The US is still a long way from where some other countries are testing. According to Our world in data, New Zealand, Taiwan, and South Korea – all places that have better fought their Covid-19 outbreaks – have positive test rates of less than 2 percent and even 1 percent.
“” Test, test, test “means more numbers in that low range,” Natalie Dean, a biostatics professor at the University of Florida, told me. She added, “We have a lot more to test.”
Much of the progress so far has been despite a lack of federal leadership. Test numbers stagnated for much of April due to shortages in the supply of swabs, reagents, and other materials needed to collect samples and perform coronavirus tests.
Experts have said that the federal government, led by President Donald Trump, should make national efforts to boost testing. But Trump’s “Blueprint” for testing, the issue explicitly leaves it to the states and the private sector, saying that the federal government will act only as a “last resort provider”.
Most states need more time before they can safely reopen
Despite the improvements, experts warn that the US should not rush to fully reopen its economy.
The White House Guidelines and the experts’ proposals explain what standards states must meet to reopen – and slowly reopen them with a phased approach that gradually unlocks parts of the economy. To initiate that phased reopening, the proposals typically call for a decrease in new Covid-19 cases over two weeks and enough tests to diagnose all the sick and their contacts.
Most states don’t meet either standard.
With testing, most states now fall below the 10 percent positive rate. But when it comes to reaching the positive rate in South Korea or New Zealand, for example, only six states – Alaska, Hawaii, Montana, Vermont, West Virginia, and Wyoming – have rates below the week of May 5 2 percent.
Testing should also involve contact tracking, where ‘disease detectives’ identify who the infected has come into contact with and can quarantine those contacts. Experts have called on the U.S. to hire between 100,000 and 300,000 contact tracers. Based on one tracked by NPR, 44 states and Washington, DC, plan to hire about 66,000 contact tracers as of May 7 – nearly two-thirds of the minimum.

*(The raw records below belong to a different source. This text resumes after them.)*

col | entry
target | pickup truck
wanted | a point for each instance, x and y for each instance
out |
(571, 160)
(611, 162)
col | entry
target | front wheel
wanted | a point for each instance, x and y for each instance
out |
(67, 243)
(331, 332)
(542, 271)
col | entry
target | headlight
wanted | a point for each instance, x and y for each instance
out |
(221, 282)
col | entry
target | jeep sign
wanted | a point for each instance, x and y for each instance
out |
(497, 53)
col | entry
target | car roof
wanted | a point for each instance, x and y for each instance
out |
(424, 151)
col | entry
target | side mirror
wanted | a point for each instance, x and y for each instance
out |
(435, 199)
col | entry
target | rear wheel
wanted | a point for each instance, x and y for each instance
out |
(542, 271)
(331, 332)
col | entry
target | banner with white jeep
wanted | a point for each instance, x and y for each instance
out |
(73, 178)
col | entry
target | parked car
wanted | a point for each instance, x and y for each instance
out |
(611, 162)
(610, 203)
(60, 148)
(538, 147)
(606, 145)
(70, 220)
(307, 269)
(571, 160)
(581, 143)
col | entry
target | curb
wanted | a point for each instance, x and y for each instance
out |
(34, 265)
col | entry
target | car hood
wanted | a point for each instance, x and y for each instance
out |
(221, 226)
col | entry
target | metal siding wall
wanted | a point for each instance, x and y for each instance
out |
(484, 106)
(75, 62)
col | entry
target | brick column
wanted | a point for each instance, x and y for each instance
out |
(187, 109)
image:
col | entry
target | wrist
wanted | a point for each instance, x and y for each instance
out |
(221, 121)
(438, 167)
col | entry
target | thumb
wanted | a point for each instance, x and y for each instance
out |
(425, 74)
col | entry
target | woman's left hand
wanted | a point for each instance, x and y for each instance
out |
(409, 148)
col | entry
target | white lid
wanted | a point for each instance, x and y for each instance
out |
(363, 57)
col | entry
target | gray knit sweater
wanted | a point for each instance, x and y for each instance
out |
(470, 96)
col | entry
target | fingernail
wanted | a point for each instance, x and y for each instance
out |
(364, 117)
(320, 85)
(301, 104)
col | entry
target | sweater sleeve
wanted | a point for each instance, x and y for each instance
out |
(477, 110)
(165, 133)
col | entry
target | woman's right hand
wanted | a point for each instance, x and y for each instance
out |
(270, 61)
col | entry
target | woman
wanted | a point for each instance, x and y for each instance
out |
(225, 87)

Overall, the country as a whole has seen its new reported Covid-19 cases drop daily in May. But much of that drop came from Connecticut, New Jersey and New York – the three states that make up the New York City metro area, where the worst outbreak occurred. When those three states are excluded, the U.S. has seen new Covid-19 cases on a daily basis that, at best, have only begun to decline in recent days – far from the two-week declines that experts recommend.
Part of the upward trend in Covid-19 cases outside of Connecticut, New Jersey and New York in recent weeks is likely due to more testing. While fewer tests come back positive, doing many more tests can still mean finding far more cases than a state would otherwise.
Still, the numbers suggest it’s too early to declare victory. Based on data prepared by the New York Times, only 18 states have seen their daily new reported cases of coronavirus drop in recent days – let alone the two weeks experts have asked. Seven states have seen their daily new cases increase, while the other 25 have kept their numbers more or less the same.
In summary, these figures suggest that most states are not yet ready to reopen. While America made significant progress in meeting the challenge of this pandemic in May, there is still some work to be done.